Alors que ta discussion avec la comtesse commençait à prendre une forme de dramaturgie comique, entre la noble désirant par-dessus tout travailler en équipe avec sa seule « amie » ici, qui n’est d’autre que sa garde du corps qui ne pense qu’à faire regretter toute créature de nature humaine qui oserait approcher de trop près sa protégée. D’ailleurs, pendant que nous parlions, une créature correspondant au critère pour lequel tu étais en garde venait de vous approcher. Le bougre n’avait aucune honte à te prendre d’assaut dans le dos, et tu te retournes avec bien l’intention de lui en mettre pour avoir osé, déjà d’une car il t’avait prise par surprise, chose impensable, et surtout interdite, mais le pire de tout, il avait interrompu votre charmante discussion sur les choix de stratégies que vous étiez en train de mettre en place avec ta Dame préférée.
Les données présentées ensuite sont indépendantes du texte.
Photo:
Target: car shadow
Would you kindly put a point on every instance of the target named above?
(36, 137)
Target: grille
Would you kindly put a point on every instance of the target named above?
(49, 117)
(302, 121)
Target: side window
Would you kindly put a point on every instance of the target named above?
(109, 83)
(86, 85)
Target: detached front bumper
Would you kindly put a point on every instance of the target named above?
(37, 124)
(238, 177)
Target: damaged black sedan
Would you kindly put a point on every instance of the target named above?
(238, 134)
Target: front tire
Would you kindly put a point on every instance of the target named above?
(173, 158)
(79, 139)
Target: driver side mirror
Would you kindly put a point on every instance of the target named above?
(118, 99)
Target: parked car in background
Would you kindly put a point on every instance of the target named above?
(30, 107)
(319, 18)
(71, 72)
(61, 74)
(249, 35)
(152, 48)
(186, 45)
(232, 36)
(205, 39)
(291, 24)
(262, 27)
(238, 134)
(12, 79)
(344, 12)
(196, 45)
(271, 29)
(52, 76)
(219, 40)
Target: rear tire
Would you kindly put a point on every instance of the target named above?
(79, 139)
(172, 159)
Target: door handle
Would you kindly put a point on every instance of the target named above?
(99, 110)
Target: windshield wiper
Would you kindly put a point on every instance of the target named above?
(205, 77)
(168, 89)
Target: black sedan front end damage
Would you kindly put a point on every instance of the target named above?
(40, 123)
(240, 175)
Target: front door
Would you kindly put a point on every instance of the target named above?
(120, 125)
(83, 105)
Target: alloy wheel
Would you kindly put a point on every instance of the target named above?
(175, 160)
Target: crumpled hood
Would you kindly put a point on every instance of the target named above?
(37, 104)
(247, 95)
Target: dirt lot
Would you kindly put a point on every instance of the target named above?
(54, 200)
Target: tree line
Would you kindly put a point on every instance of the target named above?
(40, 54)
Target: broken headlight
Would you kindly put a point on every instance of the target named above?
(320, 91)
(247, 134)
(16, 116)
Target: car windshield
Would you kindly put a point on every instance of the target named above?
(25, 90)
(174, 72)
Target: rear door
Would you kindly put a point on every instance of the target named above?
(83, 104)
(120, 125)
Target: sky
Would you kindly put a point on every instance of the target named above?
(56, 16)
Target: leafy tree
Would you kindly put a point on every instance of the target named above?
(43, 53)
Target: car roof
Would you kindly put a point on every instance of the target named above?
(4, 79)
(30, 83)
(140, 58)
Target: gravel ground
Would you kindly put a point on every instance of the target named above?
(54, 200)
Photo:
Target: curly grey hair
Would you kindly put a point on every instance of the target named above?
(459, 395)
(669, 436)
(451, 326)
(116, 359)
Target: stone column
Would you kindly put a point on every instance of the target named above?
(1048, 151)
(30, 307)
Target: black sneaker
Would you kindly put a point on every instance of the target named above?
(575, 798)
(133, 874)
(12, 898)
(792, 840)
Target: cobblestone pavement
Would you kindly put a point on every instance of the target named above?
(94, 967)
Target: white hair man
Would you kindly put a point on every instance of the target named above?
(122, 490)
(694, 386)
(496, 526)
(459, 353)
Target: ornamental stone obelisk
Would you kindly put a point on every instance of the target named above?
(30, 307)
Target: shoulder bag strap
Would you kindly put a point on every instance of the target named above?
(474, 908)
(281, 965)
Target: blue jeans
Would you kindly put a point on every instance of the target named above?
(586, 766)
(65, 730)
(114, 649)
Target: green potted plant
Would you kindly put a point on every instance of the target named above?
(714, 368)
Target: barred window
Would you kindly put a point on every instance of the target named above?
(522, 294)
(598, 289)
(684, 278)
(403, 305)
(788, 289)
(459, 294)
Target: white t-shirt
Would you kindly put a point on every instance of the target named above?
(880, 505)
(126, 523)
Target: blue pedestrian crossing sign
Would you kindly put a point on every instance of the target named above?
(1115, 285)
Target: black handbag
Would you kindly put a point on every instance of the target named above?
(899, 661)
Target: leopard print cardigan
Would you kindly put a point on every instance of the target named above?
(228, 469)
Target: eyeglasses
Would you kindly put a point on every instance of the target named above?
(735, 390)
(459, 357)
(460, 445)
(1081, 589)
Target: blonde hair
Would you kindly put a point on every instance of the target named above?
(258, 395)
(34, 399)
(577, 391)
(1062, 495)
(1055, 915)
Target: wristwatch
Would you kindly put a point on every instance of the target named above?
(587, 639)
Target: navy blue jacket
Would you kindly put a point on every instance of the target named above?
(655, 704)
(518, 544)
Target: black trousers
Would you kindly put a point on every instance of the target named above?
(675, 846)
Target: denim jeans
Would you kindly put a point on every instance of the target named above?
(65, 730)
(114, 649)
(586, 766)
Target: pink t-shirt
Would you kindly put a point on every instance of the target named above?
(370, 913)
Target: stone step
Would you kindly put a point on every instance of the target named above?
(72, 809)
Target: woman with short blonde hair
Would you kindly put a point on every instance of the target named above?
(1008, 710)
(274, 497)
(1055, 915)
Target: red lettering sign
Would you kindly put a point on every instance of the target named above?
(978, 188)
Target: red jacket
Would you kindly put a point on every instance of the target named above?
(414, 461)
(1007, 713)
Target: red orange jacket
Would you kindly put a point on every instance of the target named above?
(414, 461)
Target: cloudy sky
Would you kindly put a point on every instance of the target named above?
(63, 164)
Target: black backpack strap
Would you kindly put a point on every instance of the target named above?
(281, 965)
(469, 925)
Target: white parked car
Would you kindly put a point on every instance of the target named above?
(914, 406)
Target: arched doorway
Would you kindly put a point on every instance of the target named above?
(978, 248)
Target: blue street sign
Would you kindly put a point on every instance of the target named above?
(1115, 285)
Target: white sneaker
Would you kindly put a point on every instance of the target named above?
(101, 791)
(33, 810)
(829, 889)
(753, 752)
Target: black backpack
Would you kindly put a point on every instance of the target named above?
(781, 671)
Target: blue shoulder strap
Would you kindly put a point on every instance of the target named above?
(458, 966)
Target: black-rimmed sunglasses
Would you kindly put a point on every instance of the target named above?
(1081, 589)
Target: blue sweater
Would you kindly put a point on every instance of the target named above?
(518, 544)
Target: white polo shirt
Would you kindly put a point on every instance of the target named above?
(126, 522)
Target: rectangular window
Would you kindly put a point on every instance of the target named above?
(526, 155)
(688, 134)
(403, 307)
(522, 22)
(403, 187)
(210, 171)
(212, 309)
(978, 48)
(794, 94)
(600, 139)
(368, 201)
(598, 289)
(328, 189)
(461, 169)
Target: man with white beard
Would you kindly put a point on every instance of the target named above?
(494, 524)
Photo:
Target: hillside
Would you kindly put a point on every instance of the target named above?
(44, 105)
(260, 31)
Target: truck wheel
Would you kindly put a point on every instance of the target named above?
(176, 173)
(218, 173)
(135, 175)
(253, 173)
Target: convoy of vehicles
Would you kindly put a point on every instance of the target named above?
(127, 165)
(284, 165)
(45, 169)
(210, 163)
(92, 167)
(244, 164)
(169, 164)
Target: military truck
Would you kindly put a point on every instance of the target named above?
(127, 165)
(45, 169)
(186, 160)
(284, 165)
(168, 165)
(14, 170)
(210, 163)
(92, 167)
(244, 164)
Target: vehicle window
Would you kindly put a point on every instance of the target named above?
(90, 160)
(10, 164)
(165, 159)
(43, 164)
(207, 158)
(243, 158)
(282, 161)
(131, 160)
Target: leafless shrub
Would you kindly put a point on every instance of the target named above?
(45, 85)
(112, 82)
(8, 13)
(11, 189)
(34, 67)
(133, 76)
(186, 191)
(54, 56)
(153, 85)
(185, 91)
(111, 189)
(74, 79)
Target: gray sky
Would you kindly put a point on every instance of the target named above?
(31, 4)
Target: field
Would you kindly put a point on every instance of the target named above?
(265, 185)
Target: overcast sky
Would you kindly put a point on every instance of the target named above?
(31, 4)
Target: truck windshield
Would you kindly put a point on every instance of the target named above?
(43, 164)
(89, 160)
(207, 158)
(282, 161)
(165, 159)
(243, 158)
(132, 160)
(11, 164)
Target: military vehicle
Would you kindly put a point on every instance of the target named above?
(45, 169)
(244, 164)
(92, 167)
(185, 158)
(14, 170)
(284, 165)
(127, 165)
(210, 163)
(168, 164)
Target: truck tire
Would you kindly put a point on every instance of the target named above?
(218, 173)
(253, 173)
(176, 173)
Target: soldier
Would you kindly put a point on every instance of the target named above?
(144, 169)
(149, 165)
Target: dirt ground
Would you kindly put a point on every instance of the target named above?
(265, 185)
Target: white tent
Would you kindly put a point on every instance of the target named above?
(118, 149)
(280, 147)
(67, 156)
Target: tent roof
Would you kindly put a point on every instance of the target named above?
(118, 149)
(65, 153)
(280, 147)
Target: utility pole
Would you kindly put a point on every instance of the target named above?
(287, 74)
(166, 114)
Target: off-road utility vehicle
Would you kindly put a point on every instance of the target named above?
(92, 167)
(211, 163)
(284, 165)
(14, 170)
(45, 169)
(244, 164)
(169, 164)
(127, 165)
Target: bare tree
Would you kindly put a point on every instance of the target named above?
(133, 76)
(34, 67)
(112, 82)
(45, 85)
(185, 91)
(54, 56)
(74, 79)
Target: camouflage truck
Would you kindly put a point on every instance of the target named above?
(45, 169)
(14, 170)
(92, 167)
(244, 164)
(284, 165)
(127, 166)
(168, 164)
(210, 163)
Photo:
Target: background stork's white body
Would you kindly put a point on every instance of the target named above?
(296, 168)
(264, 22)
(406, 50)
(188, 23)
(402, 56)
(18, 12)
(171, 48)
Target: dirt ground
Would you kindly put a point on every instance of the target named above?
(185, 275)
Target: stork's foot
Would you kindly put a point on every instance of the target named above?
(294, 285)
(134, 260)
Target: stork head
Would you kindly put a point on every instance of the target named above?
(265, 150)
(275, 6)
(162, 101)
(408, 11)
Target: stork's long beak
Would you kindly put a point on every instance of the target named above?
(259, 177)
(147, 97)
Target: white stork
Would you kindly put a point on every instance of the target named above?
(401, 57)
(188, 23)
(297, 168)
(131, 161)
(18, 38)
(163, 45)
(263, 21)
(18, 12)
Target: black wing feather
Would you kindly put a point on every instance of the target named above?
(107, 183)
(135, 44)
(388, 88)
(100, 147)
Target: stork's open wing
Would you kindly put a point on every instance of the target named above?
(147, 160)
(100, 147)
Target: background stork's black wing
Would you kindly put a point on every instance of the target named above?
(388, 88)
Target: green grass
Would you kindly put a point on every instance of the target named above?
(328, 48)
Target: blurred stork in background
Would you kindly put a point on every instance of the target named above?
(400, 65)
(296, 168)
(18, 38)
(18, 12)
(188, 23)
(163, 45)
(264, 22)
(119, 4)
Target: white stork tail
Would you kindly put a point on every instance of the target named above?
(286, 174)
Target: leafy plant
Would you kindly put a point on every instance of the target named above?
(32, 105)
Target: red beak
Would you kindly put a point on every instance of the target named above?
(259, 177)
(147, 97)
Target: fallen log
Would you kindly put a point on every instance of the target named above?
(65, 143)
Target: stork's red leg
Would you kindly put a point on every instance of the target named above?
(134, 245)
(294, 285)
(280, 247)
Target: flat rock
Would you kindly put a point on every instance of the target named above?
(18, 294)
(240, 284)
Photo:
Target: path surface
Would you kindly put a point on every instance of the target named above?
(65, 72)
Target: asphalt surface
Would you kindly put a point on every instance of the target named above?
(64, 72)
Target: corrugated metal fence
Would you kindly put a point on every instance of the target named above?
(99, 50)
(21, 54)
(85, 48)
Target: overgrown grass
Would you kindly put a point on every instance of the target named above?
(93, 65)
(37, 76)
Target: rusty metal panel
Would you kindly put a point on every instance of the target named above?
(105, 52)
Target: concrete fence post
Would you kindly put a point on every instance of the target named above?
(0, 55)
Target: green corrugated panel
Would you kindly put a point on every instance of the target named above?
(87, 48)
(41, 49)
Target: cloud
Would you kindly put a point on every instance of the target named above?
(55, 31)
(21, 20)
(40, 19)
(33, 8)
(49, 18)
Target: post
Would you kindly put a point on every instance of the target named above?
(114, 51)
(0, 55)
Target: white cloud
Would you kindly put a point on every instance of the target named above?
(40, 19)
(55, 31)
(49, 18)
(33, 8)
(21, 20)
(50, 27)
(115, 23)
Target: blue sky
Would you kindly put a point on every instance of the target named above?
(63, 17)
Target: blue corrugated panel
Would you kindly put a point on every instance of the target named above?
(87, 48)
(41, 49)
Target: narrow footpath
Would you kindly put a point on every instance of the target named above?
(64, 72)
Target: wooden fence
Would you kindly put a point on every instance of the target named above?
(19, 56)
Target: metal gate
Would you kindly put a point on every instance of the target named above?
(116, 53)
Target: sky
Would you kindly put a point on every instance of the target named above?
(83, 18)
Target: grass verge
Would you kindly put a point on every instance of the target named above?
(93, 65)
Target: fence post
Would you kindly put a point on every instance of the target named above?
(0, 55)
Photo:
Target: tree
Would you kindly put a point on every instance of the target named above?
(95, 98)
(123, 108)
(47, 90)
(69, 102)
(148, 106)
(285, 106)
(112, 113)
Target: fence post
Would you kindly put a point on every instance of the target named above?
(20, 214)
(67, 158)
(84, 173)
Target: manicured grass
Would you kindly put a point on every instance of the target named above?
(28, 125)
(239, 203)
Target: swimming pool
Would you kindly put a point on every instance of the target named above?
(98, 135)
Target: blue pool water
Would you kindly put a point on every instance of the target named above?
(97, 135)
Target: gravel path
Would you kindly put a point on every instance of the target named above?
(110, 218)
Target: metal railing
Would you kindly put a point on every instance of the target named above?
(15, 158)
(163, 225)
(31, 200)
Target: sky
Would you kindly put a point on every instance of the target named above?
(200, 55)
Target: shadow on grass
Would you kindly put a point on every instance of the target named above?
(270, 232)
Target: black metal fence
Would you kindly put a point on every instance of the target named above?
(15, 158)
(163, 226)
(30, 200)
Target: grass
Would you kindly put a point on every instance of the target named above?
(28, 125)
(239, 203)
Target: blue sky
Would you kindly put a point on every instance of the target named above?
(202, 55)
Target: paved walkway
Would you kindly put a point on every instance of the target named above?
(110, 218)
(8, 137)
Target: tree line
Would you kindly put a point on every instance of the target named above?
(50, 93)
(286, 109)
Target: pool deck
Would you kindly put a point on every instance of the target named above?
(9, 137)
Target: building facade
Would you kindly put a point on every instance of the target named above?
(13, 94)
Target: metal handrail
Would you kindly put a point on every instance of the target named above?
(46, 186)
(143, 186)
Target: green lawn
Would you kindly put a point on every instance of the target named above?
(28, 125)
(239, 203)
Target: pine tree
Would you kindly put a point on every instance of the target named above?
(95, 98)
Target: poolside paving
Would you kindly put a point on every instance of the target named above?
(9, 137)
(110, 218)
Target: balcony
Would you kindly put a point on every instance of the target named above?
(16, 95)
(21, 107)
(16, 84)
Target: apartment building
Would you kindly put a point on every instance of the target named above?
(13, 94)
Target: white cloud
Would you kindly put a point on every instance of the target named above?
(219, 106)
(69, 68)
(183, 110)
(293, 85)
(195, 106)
Intolérable.
- Ce que je suspecte, monsieur, c’est que vous n’êtes pas…
Tu n’eus même pas la possibilité de finir ta phrase que Dame Kira avait déjà engagée la discussion avec l’homme au masque de vautour. Tu grinces des dents, tu es ici pour protéger Dame Kira des nuisibles dont tu n’as aucune connaissance, et la voilà qui se jette tête baissée vers eux. Tu soupires intérieurement en laissant les deux personnes discutaient, du moment, que cela ne reste qu’à la discussion courtoise. Puis soudainement, la discussion te retombe dessus, un peu comme un cheveu sur la soupe, avec la Comtesse qui te demande de ne pas l’abandonner, par peur des dangers possible. Tu rigoles légèrement, amusée par la naïveté dont pouvait faire preuve ta Dame dans une telle situation.
- - Ma Dame, malgré tout le respect que je vous dois, je peux vous assurer qu’à compter de maintenant, et jusqu’à ce que j’ai la preuve que cette mission ne soit pas dangereuse pour vous, vous n’aurez plus le droit à aucune vie privée, ni même à un moment d’intimité. je serai avec vous constamment.
Oui, tu étais du genre extrême, mais il fallait bien ça pour faire le travail que tu fais à tes yeux, et d’ailleurs, tu finis par tourner ton regard vers le vautour, qui doit surement se demander sur quelle bande d’hurluberlu il a bien pu tomber.
- - Quant à vous… Tu prends une petite seconde pour réfléchir. Mon amie a accepté que vous fassiez équipe avec nous, soit. Mais je vous ai à l’œil tant que je n’aurais pas la certitude que vous n’êtes pas un possible ennemi. J’espère que vous comprendrez.
Tu espérais sincèrement qu’il comprendrait, sinon… Tant pis pour lui.